Researchers claim to have discovered a novel form of antibiotic that is effective against a particularly dangerous drug-resistant pathogen using artificial intelligence.
The antibiotic suppressed the development of the bacteria when it was tested on the outermost layer of mice that had been artificially contaminated with the superbug, indicating that the technique could be used to develop antibiotics specifically designed to combat additional drug-resistant infections.
Additionally, the AI-identified drug functioned to inhibit the problematic virus exclusively. It was an unusual, narrowly targeted agent because it didn’t appear to harm the numerous other species of helpful bacteria in the gastrointestinal tract or skin. According to the researchers, more effective medicines could stop germs from developing resistance in their initial place.
As per the CNN report, The Acinetobacter baumanii bacteria was the main subject of the study. It lingers on surfaces like knobs on doors and countertops in hospitals and other healthcare facilities.

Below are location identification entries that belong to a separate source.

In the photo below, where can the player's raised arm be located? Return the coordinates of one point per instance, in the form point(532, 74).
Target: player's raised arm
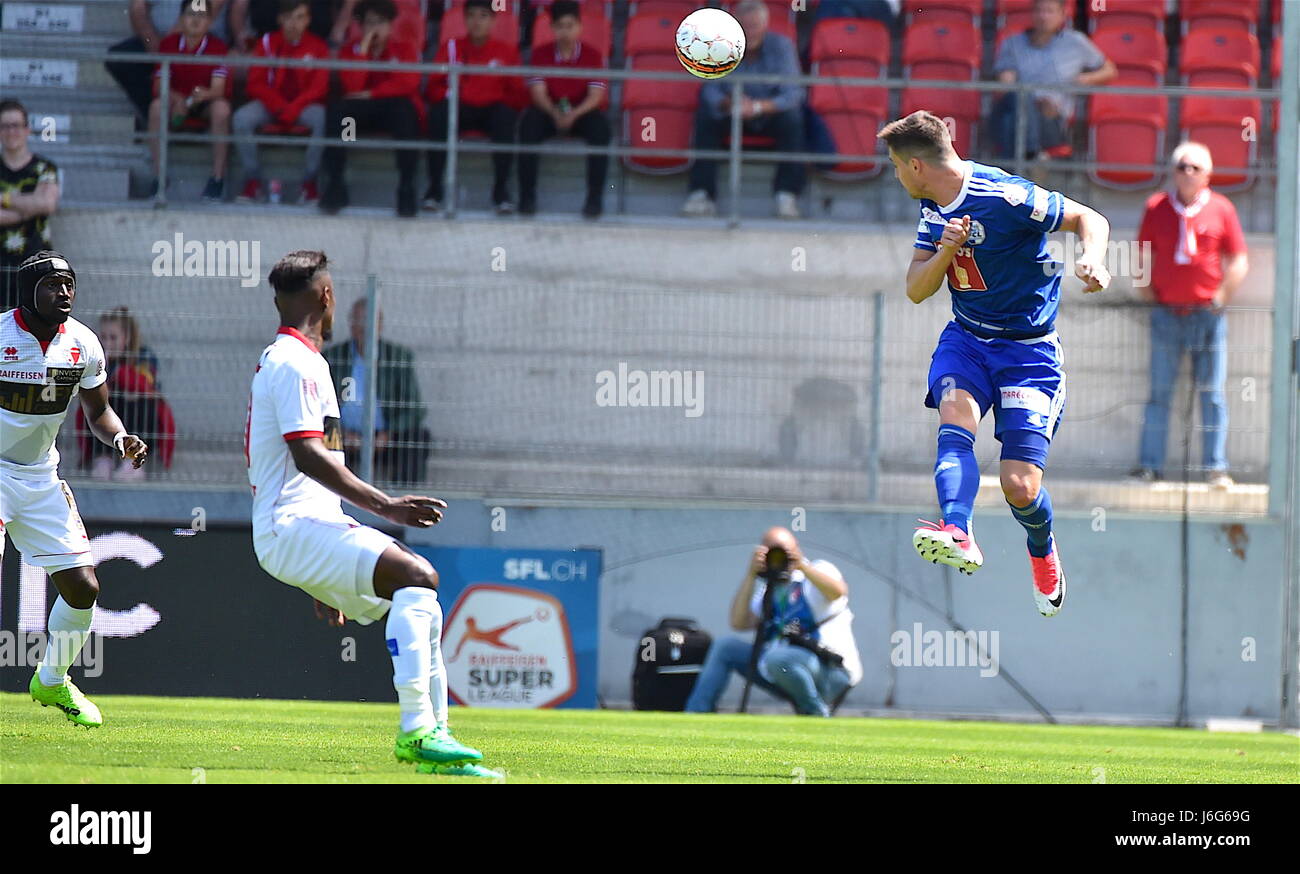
point(927, 269)
point(1093, 233)
point(321, 464)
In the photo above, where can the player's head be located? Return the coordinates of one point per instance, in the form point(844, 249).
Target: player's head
point(13, 125)
point(1192, 165)
point(921, 150)
point(567, 21)
point(195, 18)
point(294, 18)
point(304, 290)
point(47, 288)
point(479, 18)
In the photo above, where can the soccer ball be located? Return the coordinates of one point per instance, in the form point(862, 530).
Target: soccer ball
point(710, 43)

It can exploit the most incredible weaponry of the other creatures it interacts with—genes that enable them to fend off drugs used to treat them—because it can snag chunks of DNA from them.
According to one of the researchers and assistant professor of biochemistry and biological sciences at McMaster University in Hamilton, Ontario, Jon Stokes, “It’s what we call in the laboratory a professional pathogen.”
Stokes’ lab collaborated on the latest study alongside MIT and Harvard’s Broad Institute academics. First, they grew Acinetobacter baumanii on lab plates using a method called high-throughput drug screening. Then they spent weeks subjecting the colonies to more than 7,500 agents, including medicines and drug-active ingredients. They discovered 480 substances that prevented the bacteria’s development. They entered that data into a computer and then utilized it for training an algorithm for artificial intelligence.
As soon as our model was trained, we could expose it to fresh images of compounds it had never seen before, right? And it would tell us if those compounds were antimicrobial or not based on what it had learned throughout training, according to Stokes.
Then, Stokes said, they asked the model to filter more than 6,000 compounds, which the AI achieved in a few hours. According to him, it operates entirely novelly by delaying the bacteria’s components from leaving the cell inside and reaching the cell’s surface.
According to Stokes, the majority of antibiotics are broad-spectrum drugs that fight a variety of bacterial species. Numerous varieties of bacteria are subjected to intense selection pressure by broad-spectrum antibiotics, which drives many of them to rapidly evolve and share genes that enable them to withstand the medication and thrive.
“With this molecule, it doesn’t impose that universal, selective pressure, so it’s not going to spread resistance quite as quickly,” he said. “It only works extremely potently against Acinetobacter.”